NEW YORK, NY.- Scaramouche
presents the first New York solo show of Arlen Austin. Known for his performative installations as well as collaborative projects, Manicures for the Insurrectional Surge explores valences of insurrection within twentieth century art and contemporary social unrest. In Austin's work, insurrection is posited as the provision and sustenance of modes of being which are fostered and sustained through communization; specifically, the subjects and collectivities produced by those communes dedicated to manicures and leftist daycare.
Insurrectionary daycare must be established against the precipitous slide into the reign of police violence of our nominal democracy. Walter Benjamin's description of police violence remains among the most redolent and prescient: a "spectral mixture" of the violence that establishes law and the violence that perpetuates the law. A year in New York seeing kids slammed to the pavement by police during mass acts of civil disobedience, has taught it's self perpetuating sustainability to many with little or no prior experience. Benjamin remarks that the terror of police violence is greater in the democracies than under systems of sovereignty because it attaches to no coherent driving will, becoming an, "all-pervasive ghostly presence in the lives of the state." How much more diffuse, potent and terrifying is this violence as it is unmoored from the state and the police become subcontractors for the state-corporate nexus of globalized capitalism?
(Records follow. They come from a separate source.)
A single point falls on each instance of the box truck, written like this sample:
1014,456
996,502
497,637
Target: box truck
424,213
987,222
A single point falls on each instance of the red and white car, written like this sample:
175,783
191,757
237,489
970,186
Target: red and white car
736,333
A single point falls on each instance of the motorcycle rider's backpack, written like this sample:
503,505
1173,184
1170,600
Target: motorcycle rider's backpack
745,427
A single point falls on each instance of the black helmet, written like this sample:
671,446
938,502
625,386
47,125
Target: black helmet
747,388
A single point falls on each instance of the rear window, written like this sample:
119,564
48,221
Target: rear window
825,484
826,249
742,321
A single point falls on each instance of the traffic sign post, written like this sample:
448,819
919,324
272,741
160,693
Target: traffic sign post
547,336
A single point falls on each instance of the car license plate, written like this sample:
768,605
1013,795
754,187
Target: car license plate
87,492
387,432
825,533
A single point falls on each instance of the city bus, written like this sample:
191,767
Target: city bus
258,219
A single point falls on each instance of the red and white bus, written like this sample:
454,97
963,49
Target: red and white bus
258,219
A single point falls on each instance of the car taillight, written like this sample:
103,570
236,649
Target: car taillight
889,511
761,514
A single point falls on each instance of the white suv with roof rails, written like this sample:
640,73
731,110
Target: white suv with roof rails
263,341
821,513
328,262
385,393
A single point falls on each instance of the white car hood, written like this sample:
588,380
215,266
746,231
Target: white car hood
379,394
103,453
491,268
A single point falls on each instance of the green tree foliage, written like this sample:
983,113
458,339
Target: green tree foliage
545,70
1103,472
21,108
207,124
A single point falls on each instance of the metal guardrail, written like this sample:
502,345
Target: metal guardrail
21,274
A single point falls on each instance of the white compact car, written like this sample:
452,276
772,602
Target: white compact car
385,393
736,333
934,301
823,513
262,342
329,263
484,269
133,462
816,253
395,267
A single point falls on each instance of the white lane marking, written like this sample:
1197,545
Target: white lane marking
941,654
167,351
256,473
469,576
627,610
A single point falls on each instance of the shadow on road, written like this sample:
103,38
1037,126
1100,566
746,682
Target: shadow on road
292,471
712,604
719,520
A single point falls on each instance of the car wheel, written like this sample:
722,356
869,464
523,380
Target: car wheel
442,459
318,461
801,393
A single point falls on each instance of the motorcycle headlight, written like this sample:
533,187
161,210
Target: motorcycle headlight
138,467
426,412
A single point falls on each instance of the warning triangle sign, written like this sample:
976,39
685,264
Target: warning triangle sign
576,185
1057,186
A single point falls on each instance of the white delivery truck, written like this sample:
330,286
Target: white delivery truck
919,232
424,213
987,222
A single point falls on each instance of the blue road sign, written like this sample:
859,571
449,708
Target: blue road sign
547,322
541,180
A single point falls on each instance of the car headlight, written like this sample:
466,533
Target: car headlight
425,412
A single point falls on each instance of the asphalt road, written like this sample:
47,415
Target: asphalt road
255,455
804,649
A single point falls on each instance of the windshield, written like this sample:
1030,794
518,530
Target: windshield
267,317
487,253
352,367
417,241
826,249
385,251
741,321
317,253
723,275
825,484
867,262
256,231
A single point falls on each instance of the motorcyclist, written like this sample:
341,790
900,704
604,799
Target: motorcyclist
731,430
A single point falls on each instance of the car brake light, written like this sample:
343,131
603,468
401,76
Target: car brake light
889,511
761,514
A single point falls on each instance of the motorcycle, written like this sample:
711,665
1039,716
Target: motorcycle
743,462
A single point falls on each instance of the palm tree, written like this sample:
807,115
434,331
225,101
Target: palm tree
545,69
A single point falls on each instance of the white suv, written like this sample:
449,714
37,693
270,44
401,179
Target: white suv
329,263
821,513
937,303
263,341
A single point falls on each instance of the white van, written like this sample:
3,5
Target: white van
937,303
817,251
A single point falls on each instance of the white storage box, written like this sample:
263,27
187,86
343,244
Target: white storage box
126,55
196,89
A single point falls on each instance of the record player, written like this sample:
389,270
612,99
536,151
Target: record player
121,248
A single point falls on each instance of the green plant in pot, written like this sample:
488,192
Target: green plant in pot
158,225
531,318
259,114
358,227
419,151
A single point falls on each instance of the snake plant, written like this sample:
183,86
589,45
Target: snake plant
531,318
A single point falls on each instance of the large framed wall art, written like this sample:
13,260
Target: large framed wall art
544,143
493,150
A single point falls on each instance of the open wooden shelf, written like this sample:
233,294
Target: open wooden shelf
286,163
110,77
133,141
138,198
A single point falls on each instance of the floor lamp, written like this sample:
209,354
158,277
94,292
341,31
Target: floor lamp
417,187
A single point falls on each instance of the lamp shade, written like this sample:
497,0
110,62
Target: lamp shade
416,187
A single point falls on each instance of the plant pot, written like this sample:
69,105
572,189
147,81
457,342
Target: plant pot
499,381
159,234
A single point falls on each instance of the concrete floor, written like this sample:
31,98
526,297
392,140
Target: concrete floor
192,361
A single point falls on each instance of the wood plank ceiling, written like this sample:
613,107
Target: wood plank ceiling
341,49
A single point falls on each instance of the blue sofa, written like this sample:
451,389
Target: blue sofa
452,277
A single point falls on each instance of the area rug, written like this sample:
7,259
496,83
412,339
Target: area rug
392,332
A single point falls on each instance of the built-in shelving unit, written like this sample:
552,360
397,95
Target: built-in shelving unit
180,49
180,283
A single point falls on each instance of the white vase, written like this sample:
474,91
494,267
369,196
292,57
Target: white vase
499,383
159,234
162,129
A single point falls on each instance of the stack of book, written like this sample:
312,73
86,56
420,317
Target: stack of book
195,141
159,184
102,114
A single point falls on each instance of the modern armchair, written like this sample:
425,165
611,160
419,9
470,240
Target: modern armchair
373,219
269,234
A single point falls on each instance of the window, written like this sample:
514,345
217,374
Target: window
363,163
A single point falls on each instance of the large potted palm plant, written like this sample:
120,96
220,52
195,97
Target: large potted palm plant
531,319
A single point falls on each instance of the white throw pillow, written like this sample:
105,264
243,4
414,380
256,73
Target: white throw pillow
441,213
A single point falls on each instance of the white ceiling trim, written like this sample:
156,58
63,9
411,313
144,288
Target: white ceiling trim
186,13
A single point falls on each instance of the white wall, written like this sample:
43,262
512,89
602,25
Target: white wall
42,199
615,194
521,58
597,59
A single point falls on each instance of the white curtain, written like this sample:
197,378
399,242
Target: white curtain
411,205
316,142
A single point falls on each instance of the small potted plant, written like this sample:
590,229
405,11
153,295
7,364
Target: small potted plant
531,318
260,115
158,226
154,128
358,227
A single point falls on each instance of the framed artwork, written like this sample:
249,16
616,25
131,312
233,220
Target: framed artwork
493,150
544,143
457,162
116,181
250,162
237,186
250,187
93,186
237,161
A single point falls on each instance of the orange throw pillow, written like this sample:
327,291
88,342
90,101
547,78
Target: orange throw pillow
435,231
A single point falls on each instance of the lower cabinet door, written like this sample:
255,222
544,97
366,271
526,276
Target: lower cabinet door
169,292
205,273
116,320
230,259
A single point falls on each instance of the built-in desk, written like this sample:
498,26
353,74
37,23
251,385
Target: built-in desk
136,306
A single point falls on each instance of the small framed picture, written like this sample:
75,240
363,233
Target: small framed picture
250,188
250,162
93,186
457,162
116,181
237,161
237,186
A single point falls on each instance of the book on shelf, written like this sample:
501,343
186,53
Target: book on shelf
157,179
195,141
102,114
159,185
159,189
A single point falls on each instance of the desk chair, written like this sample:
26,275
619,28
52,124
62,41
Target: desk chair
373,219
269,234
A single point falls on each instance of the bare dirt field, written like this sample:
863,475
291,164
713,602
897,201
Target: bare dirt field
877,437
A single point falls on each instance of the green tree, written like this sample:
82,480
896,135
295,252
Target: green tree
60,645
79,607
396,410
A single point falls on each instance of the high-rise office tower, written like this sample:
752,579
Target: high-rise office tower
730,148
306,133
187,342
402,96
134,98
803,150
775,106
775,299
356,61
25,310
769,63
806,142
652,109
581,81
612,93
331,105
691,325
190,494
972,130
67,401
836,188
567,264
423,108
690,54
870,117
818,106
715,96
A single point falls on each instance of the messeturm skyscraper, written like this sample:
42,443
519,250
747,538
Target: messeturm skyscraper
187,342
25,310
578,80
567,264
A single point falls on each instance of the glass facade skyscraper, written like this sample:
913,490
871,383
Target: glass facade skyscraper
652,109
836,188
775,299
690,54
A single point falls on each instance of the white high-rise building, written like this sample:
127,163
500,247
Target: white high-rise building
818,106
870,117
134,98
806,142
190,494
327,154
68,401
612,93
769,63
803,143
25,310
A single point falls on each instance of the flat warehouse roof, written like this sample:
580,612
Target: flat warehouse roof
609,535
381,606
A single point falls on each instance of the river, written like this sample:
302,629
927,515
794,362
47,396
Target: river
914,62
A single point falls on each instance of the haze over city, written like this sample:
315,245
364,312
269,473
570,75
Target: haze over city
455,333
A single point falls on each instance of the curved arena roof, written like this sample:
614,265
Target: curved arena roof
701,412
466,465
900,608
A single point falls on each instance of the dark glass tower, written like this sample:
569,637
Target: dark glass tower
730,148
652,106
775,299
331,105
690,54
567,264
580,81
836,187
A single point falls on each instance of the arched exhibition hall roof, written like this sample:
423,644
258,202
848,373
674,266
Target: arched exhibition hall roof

In opposition to the police violence bred by the wedding of unbridled capitalism and nominal democracy, we must establish sites of resilience where life is invested in new meanings and given new polish. Bemoaning the failure of the left is a tired task, however, we can acknowledge that the left in this country has largely forfeited the practice of communism to social conservatives. As the social safety net crumbles, churches increasingly provide daycare, elder care, counseling and food support. Gun clubs, cookie swaps and church socials reign as preeminent relational platforms-sites for the propagation of subjectivities of care which exceed the market system. Alternately, the left has erected barriers to entry in all its primary social realms which stand outside the drive of economic maximization and sovereign individualism: years of unpaid internship labor and escalating costs of higher education bar entry to the arts, humanities and social services. The left is quickly and effectively purging itself of the working class. There will be no left social movement without a culture of communism-a flourishing of available subject positions engaged in mutual caring. There will be no revolution without the giving and removal of manicures and the proliferation of new left daycare; whoever controls story-time, nap-time, playtime and polish controls political possibility.
The series Manicure the Police and The Red Dawn Comes are relational manicure platforms where subjects apply and remove acrylic nails and polish to themselves, each other and effigies of the state-finance capital-police nexus. The Amorous Contestations Of The Precarious Workers Will Be The Weapon Of Victory proposes a game in which subjects create insignia for their identifications as waged and unwaged workers. These insignia are placed in amorous conflict with each other, building the confidence, self-esteem and negotiating skills necessary for a lifetime of solidarity strikes. Sketches for the World-Historical Sock Puppet Labor Drama helps build critical thinking skills by communally drafting sock puppet plays that explore conflicts in contending strains of leftist theory. Galleries that implement the left daycare program will commission their own team of artists to create visualizations for these scripts. Build Bearicades provides a safe, nurturing space for the little Marxist geographer in all of us.
The gradual withering of the gallery system and its replacement by a network of communes offering manicure contestation, left daycare and fabulous opening parties is only the first step in the coming insurrection. Rigorous outreach must be conducted to police benevolent associations where anyone struggling with childcare and those in need of story-time will be recruited. This manicuring of the police is essential to any revolutionary practice that aims to counter the degradation of violence with insurrection.
Arlen Austin (1981, Maine) received his MFA from Columbia University in 2008. He was a founding member of the Die Störung Collective, and is the author of the Hanns Eisler Nail Salon (H.E.N.S.) – a gallery, nail salon and worker center amalgam with Jason Boughton. As Fabrications Director and Ingenue for H.E.N.S., Austin has produced culture for the Hessel Museum, Bard Center for Curatorial Studies, Ludlow 38, Exit Art, and Scaramouche amongst others. He is the recipient of a Public Art Fund development grant and has precariously labored at Columbia University, Pratt Institute and Bard College. Austin and his collective work have recently been reviewed in The New York Times and Artforum.com, and are featured in this September's issue of Modern Painters.